Ils ne pensent aux Smicards français que lorsque des étrangers perçoivent des aides sociales.

Ils ne pensent aux chômeurs français que lorsque des étrangers travaillent.

Ils ne pensent aux sans-abris français que lorsque des étrangers veulent rejoindre la France.

Ils ne conçoivent jamais la bourgeoisie française comme force motrice de l’exploitation, la division et l’exclusion – ce qu’elle est pourtant.

Ils ne remarquent jamais que la France compte six logements vides pour chaque SDF.

Ils ne ressentent jamais les parcours du combattant qu’il aura fallu endurer pour fuir la misère, les catastrophes écologiques ou la guerre.

Ils n’entendent jamais qu’il n’y a nul pays sous-développé, mais uniquement des nations surexploitées laissant les mains libres à la corruption et à l’obscurantisme.

Ils ne voient jamais, parce qu’ils détournent le regard, ces milliers d’êtres humains pour toujours piégés au fond de la Méditerranée depuis leur quête d’émancipation et de paix.

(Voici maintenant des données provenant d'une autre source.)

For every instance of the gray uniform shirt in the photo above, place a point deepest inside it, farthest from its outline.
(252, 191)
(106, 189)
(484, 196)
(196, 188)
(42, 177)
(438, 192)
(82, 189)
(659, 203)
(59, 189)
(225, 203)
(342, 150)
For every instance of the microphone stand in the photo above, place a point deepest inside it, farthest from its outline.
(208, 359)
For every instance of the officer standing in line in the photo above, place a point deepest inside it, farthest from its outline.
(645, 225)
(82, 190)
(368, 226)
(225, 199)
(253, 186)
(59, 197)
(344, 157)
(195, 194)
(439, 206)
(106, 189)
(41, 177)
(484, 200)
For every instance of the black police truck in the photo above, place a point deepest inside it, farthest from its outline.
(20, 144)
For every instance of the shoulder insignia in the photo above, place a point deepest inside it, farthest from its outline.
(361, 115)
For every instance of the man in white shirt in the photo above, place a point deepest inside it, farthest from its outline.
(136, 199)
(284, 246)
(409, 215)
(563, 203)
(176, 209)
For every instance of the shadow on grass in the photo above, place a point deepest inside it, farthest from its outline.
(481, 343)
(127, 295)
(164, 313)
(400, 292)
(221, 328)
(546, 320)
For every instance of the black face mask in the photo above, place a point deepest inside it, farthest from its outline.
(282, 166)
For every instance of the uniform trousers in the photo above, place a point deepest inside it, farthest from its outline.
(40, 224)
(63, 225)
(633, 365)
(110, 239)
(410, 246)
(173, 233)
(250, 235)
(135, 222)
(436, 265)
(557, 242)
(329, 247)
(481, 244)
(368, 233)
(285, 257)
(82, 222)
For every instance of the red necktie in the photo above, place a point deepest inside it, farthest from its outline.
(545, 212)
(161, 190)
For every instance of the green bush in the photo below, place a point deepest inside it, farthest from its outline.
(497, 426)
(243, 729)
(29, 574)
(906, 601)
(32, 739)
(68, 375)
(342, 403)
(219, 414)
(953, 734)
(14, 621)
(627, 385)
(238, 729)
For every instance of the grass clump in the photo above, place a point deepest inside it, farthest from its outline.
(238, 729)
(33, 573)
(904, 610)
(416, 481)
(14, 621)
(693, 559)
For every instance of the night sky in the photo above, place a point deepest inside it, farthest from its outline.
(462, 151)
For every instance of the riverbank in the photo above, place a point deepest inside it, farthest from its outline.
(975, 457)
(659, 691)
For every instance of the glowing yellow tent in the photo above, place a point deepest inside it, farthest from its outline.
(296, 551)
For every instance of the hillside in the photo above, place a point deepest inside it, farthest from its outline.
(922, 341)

Ils ne pensent jamais que le travail et ses fruits partagés permettraient d’accueillir dignement ; ni que la dignité de leur nation se jugera à l’aune de son accueil.

Ils n’ont pas le souvenir que le nationalisme, bras armé du capital, n’a jamais permis aucun progrès humain – mais qu’il a par contre et de tous temps envoyé des générations de jeunes gens à la mort, croyant tomber pour la patrie, fauchées pour quelque impérialisme.

Tout cela, ils le balaient d’un revers de main, y voient un moralisme suranné, ils en rient d’un rire gras que seule une société en déliquescence érige au rang d’opinion.

Ils crient plus fort ; nous sommes plus nombreux.